I believe this kind of advancement is what will be the next generations models. Not a change of the transformer or attention but to the fundamental building blocks of all DL models.

It honestly does feel like attention gets us part of thr AGI equation well enough. It seems to have solved or will soon solve most short term hard problems. Again this is why CL is key, it's the timr comonent no AI method across the board has ever solved.

rusuereboutdat•11mo ago
For the same reason Yann LeCun and everyone else says language won’t lead to AGI, nothing will lead to AGI.

Yann says language models need to be updated with new language to describe new observation.

But that’s not just with language. That’s physics. We cannot solve going to Mars or anything without the process.

But space time is endless and eventually some composition of it will come along the continuous learning machine has no ability to adapt to before it’s destroyed.

We’ve lost the information of the past and merely store simulation. We cannot see all of the future, just reduce to simulation.

Eventually any autonomous thing hits a snag it cannot solve before its destruction because in any reference frame it cannot know all the next best steps and know which past options to eliminate to simplify.

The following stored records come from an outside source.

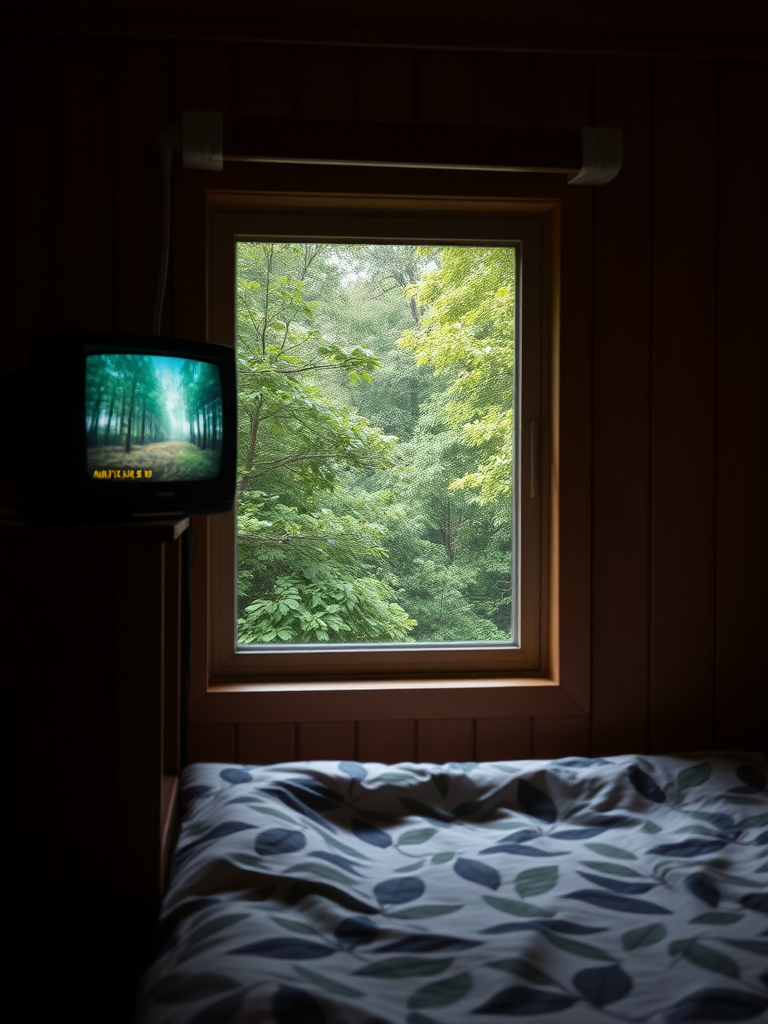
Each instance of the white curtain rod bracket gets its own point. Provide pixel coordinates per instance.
(602, 152)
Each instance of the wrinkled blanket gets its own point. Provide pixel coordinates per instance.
(573, 891)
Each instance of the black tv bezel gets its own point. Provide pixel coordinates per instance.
(65, 491)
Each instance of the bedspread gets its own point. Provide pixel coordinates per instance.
(573, 891)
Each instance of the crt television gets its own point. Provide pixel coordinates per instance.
(128, 426)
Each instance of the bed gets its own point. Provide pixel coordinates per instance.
(573, 891)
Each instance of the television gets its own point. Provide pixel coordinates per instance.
(126, 426)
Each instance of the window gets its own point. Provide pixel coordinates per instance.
(315, 350)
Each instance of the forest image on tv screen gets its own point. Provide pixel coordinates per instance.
(152, 418)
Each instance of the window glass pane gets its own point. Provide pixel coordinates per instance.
(376, 499)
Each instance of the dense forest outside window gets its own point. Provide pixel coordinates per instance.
(395, 394)
(376, 496)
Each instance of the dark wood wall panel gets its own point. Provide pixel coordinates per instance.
(266, 743)
(262, 78)
(326, 740)
(683, 398)
(445, 87)
(386, 85)
(324, 83)
(562, 91)
(561, 736)
(503, 738)
(386, 741)
(503, 90)
(211, 742)
(741, 694)
(82, 230)
(142, 111)
(622, 418)
(445, 739)
(26, 65)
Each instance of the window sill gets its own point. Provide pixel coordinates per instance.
(227, 700)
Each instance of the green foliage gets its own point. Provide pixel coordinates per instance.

Energy based models will streamline away nonessential state to generating media and making a robot lift a box, like Linux and software like we know, but without 100% accurate data of the past and future (generation of which is impossible) whatever autonomous thing will eventually encounter a problem it never had time to solve and be smashed by the immutable churn of physics.

BriggyDwiggs42•11mo ago
I just… why can’t it adapt over time?
johnsmith1840•11mo ago
Nobody knows.

It's one of those seemingly simple problems to which the solutions imply contradicting answers.

BriggyDwiggs42•11mo ago
I just don’t get why we’re talking about cosmic scales but modern AI tech and not a hypothetical ASI a thousand years out with an iq of 2 million that would actually encounter these limits.
johnsmith1840•11mo ago
Yeah that's not what I was talking about I was only talking about continual learning.

Just hijacked thr comment because my focus is on CL on current systems not the hypothetical.

BriggyDwiggs42•11mo ago
Gotcha sorry. Got the wrong impression.
achierius•11mo ago
Everything you're saying applies to humans too, though. We evolved, learned over time, and are now "AGI".